Cravatte, tacchi e hamburger

 

Purtroppo, il fascino della critica di sinistra per il musical statunitense non è un fenomeno isolato. Senza andare lontano, risulta paradossale (e preoccupante) che nel più antimperialista dei paesi e nell’ambito di un congresso sulla diversità culturale, siano infrequenti i segni di sottomissione ai padroni occidentali.

 

Il vestito con giacca (questa atrofica giacchetta che non a caso si chiama “all’americana”) è l’uniforme ufficiale del macho dominante che lo distingue tanto dalla classe oppressa (gli operai) come dal genere oppresso (le donne), è assurdo in ogni sua parte, e lo è due volte a Cuba, ed il fatto che stia sostituendosi al vestito tradizionale, l’elegante e funzionale guayabera nelle occasioni ufficiali, è un segnale di decadenza estetica la cui importanza (nulla aesthetica sine ethica) non si dovrebbe sottovalutare. E che dire della fallocratica cravatta, questo ridicolo nodo scorsoio di seta, segno di potere ma anche di sottomissione, che in Occidente continua ad essere obbligatoria in molti luoghi e circostanze? E che dire, poi, delle scarpe coi tacchi (al cui successo hanno tanto contribuito le dive di Hollywood)? Non sono solo inadatte per camminare (e non parliamo di correre), ma i traumatologi sono decenni che denunciano i gravi difetti che arreca il loro uso ai piedi e alla colonna vertebrale..

 

Del resto, quale dovrebbe essere la loro funzione? Rendere più “attraenti” le donne che le usano? Ma chi può trovare attraente una donna che usi uno strumento di tortura che limita la sua mobilità naturale e danneggia la sua salute? Solo un malato, ovviamente, un maschietto bavoso che si eccita con l’estetica del dolore e della sottomissione. La prossima volta, compagne, che vi mettete delle scarpe col tacco, chiedetevi che cosa volete comunicare.
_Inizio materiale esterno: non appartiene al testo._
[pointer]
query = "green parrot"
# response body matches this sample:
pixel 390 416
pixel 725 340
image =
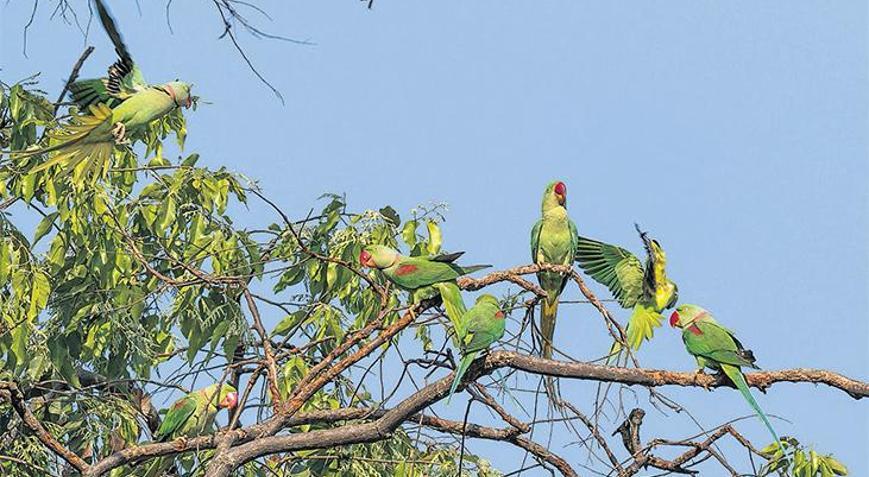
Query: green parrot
pixel 646 289
pixel 715 347
pixel 419 275
pixel 553 241
pixel 191 416
pixel 483 325
pixel 119 107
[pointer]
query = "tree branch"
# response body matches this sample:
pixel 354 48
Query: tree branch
pixel 10 391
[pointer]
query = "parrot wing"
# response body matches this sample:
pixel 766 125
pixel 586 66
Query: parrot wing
pixel 713 342
pixel 72 146
pixel 178 415
pixel 614 267
pixel 124 77
pixel 535 240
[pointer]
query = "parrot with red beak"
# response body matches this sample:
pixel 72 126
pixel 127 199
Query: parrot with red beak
pixel 553 241
pixel 422 276
pixel 645 288
pixel 116 109
pixel 191 416
pixel 483 325
pixel 715 347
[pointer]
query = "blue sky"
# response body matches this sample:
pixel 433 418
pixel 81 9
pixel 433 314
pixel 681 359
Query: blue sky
pixel 736 132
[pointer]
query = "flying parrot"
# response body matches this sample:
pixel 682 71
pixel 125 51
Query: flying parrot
pixel 646 289
pixel 553 241
pixel 483 325
pixel 715 347
pixel 120 107
pixel 418 274
pixel 191 416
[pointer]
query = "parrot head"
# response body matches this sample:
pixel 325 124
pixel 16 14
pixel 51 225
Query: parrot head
pixel 180 93
pixel 378 256
pixel 228 397
pixel 684 315
pixel 555 195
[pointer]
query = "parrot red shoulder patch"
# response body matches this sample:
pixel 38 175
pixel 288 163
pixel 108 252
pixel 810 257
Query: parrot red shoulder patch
pixel 405 269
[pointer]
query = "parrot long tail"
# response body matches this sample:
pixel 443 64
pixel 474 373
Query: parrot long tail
pixel 641 326
pixel 463 367
pixel 454 306
pixel 548 312
pixel 735 375
pixel 158 467
pixel 72 148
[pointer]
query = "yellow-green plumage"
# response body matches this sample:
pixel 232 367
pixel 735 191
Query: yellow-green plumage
pixel 482 326
pixel 117 107
pixel 553 241
pixel 715 347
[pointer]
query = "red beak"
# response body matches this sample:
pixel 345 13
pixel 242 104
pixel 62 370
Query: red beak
pixel 364 258
pixel 674 319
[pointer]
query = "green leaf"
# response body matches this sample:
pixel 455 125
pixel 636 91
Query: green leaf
pixel 40 289
pixel 390 215
pixel 408 233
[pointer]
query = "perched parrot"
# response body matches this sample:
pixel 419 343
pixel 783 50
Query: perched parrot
pixel 418 274
pixel 646 289
pixel 120 107
pixel 191 416
pixel 715 347
pixel 483 325
pixel 553 241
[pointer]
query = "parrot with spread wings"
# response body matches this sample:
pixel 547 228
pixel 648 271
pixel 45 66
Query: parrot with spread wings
pixel 645 288
pixel 115 110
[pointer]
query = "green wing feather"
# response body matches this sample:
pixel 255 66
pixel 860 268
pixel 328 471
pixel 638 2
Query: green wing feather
pixel 735 375
pixel 716 343
pixel 76 144
pixel 446 257
pixel 614 267
pixel 535 239
pixel 454 305
pixel 124 77
pixel 175 419
pixel 462 369
pixel 482 329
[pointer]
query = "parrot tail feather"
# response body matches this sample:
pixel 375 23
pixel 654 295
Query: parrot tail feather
pixel 548 312
pixel 641 325
pixel 463 367
pixel 454 306
pixel 735 375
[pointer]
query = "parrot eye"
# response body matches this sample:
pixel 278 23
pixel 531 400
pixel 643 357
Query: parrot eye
pixel 560 188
Se la vostra intenzione è quella di eccitare i sadomasoschisti, e se vi sembra che il raggiungimento dell’obbiettivo merita di immolare i vostri metatarsi e le vostre vertebre, avanti; ma se la vostra finalità è un’altra (per esempio che vi considerino persone e non oggetti) state utilizzando una strategia chiaramente equivoca.

 

Ma forse il più nefasto dei costumi quotidiani imposti dalla cultura statunitense (non solo da quella, ma dai paesi ricchi in generale) è il “carnivorismo”. Le rivendite di hamburger (a ciò ha contribuito il cinema in particolare) in tutto l’Occidente si sono trasformate in importanti luoghi d’incontro degli adolescenti, tanto emblematici come le discoteche o i grandi centri commerciali.

 

E l’idea assurda che “mangiare bene” è “mangiare carne”, è calata in profondità quasi ovunque, compresa Cuba, dove il consumo di maiale sta raggiungendo livelli preoccupanti

 

(nell’ultima Fiera del Libro dell’Habana, senza andare lontano, era piena di punti di vendita ambulanti in cui si vendevano dei pseudohamburger porcini che facevano la delizia di tanti cubani). Il carnivorismo (specie il “maiavorismo”) è nefasto dal punto di vista dietetico, economico ed ecologico, e la Cuba rivoluzionaria dovrebbe affrontare la questione con la serietà che merita.

 

La difesa della diversità culturale ben intesa comincia da ciascuno di noi, e se ci opponiamo alla dominazione imperialista dovremmo essere più critici anche con le nostre abitudini. Tendiamo a considerare naturali i nostri costumi quotidiani (dietetici, amorosi e di abito), eppure quelli, a volte non solo non sono tanto naturali, ma in realtà non sono neppure nostri.

 

In questi momenti, per Cuba come per molti altri paesi di tutto il mondo, la maggior minaccia imperialista non sta nel Pentagono, ma ad Hollywood e nei McDonald’s.